- Chairman: Manuel Clavero
- Secretary-General: Antonio José Delgado
- Founded: 1976
- Dissolved: 1978
- Merged into: Union of the Democratic Centre
- Ideology: Andalusian regionalism Social liberalism Progressivism
- National affiliation: UCD

= Andalusian Social Liberal Party =

The Andalusian Social Liberal Party (Partido Social Liberal Andaluz; PSLA) was a political party in Andalusia. The party was led by Manuel Clavero, Deputy Minister of the Regions. The party advocated regional autonomies, but not a federal state.

==History==
The party was launched at a meeting in Seville December 12, 1976. The founding congress of the PSLA was held in Seville January 21–22, 1977, which elected a regional committee.
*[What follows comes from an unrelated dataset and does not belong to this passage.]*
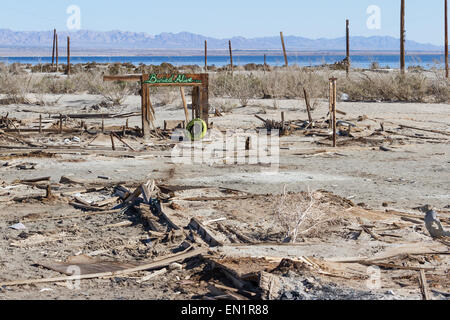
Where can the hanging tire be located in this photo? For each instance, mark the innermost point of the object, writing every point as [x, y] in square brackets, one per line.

Clavero Arévalo was elected chairman of the party and Antonio José Delgado general secretary. The party congress declared that the party sought alliances with other centrist forces. In July 1977 the historian Manuel Ruiz Lagos, founder and regional committee member of the PSLA, resigned from the party. The PSLA joined the Union of the Democratic Centre (UCD) electoral coalition ahead of the 1977 Spanish general election and would merge into the UCD upon its constitution as a unitary party in December 1977.